読売新聞 / 2025年1月14日 5時0分

 半世紀にわたる恐怖政治からは解放されたものの、独裁と内戦で深まった社会の分断を克服するのは容易ではない。

 暫定政権はまずは暴力と決別し、国民の融和を図らなければならない。

 シリアでアサド政権が崩壊してから1か月が過ぎた。政権を倒した武装勢力は暫定政権を組織し、閣僚を任命するなど新体制作りを本格化させている。

 しかし、内戦は終結したとはいえ、北東部では米軍と連携するクルド人勢力と、トルコが支援する勢力の戦闘が続く。国全体の暴力停止と統合はなお見通せない。

 国民の間に残る相互不信が、統合を阻む要因となっている。

 シリア国民の多くはイスラム教徒のアラブ人だが、クルド人やキリスト教を信仰するアルメニア人もいる。国造りや新たな憲法制定にあたっては、民族、宗教などを理由とする差別禁止や、女性の権利尊重を基本に置くべきだ。

 政権崩壊後、かつて処刑された政治犯の集団埋葬地が各地で発見されるなど、独裁体制下の暗部が明らかになった。2011年からの内戦で行方不明になった人は約15万人という。アサド政権の非道ぶりに改めて慄然りつぜんとする。

 弾圧の責任追及を求める国民の声を踏まえ、暫定政権は「特別法廷」の設置を決めた。恐怖政治の蛮行を明らかにし、公正な裁きを下すことで、法の支配を確立することが求められる。

 内戦で荒廃した国土の復興には、国際社会の支援が不可欠である。だが、暫定政権の主体は、自爆攻撃や拉致を繰り返したイスラム過激派が源流の「シャーム解放機構(HTS)」で、米国などはテロ組織に指定している。

 米欧などはアサド政権に対し、テロ支援を理由に経済制裁を科してきた。
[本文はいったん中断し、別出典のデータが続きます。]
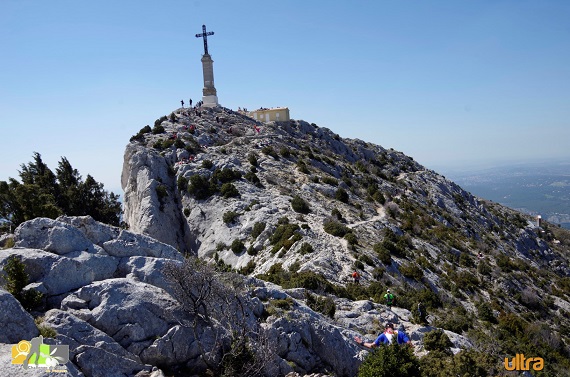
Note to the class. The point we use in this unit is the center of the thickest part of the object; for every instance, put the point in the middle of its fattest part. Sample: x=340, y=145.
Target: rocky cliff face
x=295, y=209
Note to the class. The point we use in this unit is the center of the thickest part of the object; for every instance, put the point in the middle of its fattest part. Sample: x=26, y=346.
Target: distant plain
x=536, y=188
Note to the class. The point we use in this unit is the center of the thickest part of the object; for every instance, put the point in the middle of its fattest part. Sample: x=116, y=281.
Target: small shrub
x=253, y=178
x=158, y=129
x=200, y=187
x=229, y=217
x=237, y=246
x=284, y=237
x=306, y=248
x=248, y=268
x=302, y=167
x=258, y=227
x=300, y=205
x=351, y=238
x=412, y=271
x=341, y=195
x=45, y=330
x=268, y=150
x=182, y=184
x=336, y=214
x=225, y=175
x=485, y=312
x=437, y=340
x=390, y=361
x=252, y=158
x=228, y=190
x=330, y=181
x=383, y=253
x=251, y=250
x=323, y=305
x=16, y=278
x=335, y=228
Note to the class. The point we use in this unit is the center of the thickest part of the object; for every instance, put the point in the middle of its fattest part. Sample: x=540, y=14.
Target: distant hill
x=537, y=188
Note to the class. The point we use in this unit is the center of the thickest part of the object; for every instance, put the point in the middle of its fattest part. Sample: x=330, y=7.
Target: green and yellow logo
x=35, y=353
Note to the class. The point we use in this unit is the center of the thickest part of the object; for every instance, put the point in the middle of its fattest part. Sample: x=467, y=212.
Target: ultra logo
x=519, y=362
x=37, y=354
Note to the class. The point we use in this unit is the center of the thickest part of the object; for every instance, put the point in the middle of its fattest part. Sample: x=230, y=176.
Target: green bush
x=336, y=214
x=300, y=205
x=182, y=184
x=323, y=305
x=485, y=312
x=412, y=271
x=330, y=180
x=252, y=158
x=200, y=187
x=225, y=175
x=351, y=239
x=140, y=135
x=437, y=340
x=341, y=195
x=229, y=217
x=306, y=249
x=253, y=178
x=383, y=253
x=302, y=167
x=285, y=236
x=158, y=129
x=228, y=190
x=268, y=150
x=237, y=246
x=335, y=228
x=45, y=330
x=390, y=361
x=258, y=227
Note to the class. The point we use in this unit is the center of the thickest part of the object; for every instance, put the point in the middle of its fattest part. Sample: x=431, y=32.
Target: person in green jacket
x=389, y=297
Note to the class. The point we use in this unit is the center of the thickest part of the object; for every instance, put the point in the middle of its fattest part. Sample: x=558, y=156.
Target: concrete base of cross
x=210, y=101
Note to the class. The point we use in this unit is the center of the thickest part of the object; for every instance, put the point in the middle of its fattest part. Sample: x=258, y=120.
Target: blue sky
x=447, y=82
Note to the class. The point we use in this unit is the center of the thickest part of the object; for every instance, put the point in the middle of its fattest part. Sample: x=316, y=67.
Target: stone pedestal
x=210, y=98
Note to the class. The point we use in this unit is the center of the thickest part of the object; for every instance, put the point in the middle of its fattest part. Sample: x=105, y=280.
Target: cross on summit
x=204, y=35
x=209, y=94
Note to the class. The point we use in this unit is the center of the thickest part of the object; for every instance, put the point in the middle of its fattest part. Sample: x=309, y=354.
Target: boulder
x=61, y=274
x=95, y=231
x=130, y=311
x=130, y=244
x=51, y=235
x=15, y=370
x=76, y=332
x=16, y=323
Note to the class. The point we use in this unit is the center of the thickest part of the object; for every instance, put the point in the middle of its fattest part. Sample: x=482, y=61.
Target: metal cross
x=205, y=36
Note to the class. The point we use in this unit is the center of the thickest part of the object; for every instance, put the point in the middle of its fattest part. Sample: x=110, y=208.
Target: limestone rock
x=131, y=311
x=17, y=324
x=15, y=370
x=144, y=176
x=51, y=235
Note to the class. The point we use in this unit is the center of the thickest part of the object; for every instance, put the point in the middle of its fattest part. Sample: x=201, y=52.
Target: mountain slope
x=288, y=199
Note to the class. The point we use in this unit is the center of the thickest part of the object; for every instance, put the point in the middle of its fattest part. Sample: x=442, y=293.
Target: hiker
x=34, y=350
x=387, y=337
x=356, y=277
x=422, y=314
x=389, y=297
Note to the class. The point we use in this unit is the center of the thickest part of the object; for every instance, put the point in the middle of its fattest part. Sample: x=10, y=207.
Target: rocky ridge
x=299, y=206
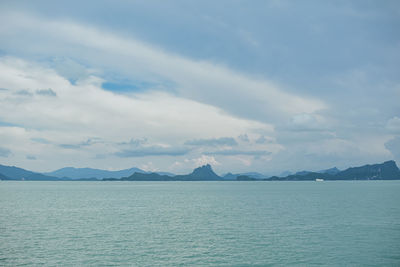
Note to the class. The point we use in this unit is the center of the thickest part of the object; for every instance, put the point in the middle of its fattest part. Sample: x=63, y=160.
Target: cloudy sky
x=264, y=86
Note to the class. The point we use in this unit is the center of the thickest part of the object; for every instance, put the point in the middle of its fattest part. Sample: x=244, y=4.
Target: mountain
x=229, y=176
x=3, y=177
x=203, y=173
x=246, y=178
x=85, y=173
x=384, y=171
x=332, y=171
x=15, y=173
x=285, y=173
x=254, y=175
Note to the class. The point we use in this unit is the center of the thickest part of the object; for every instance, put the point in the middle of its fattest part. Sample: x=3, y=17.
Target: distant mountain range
x=79, y=173
x=203, y=173
x=385, y=171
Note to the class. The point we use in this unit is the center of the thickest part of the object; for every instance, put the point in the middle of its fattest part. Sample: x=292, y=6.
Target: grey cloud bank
x=286, y=87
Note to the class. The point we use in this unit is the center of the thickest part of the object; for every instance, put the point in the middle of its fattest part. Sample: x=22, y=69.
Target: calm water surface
x=200, y=223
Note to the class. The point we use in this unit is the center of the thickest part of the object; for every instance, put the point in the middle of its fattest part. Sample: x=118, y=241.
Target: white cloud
x=82, y=121
x=198, y=80
x=393, y=125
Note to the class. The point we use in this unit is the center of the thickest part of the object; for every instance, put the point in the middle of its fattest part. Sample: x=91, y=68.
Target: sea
x=253, y=223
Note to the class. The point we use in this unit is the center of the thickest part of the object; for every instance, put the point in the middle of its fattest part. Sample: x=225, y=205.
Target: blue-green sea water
x=200, y=223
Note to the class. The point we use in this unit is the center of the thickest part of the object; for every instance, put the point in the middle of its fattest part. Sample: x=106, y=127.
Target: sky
x=246, y=86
国際社会は、HTSを主体とする暫定政権が平和的に統治を進められるかを慎重に見極めながら、制裁やテロ組織指定の解除を検討すべきだ。

 シリアの体制転換で、中東の力学は一変した。アサド政権を支えてきたロシアとイランの影響力が弱まり、両国からの穀物やエネルギーの供給も停止したという。このため、国民生活の困窮が懸念される状況にある。

 暫定政権の外相はサウジアラビアなどのアラブ諸国を訪ね、支援を要請している。平和を取り戻しつつあるシリアが生活不安などから混乱に逆戻りしないよう、関係国は、本格的な制裁解除とは別に緊急支援を始めるべきだろう。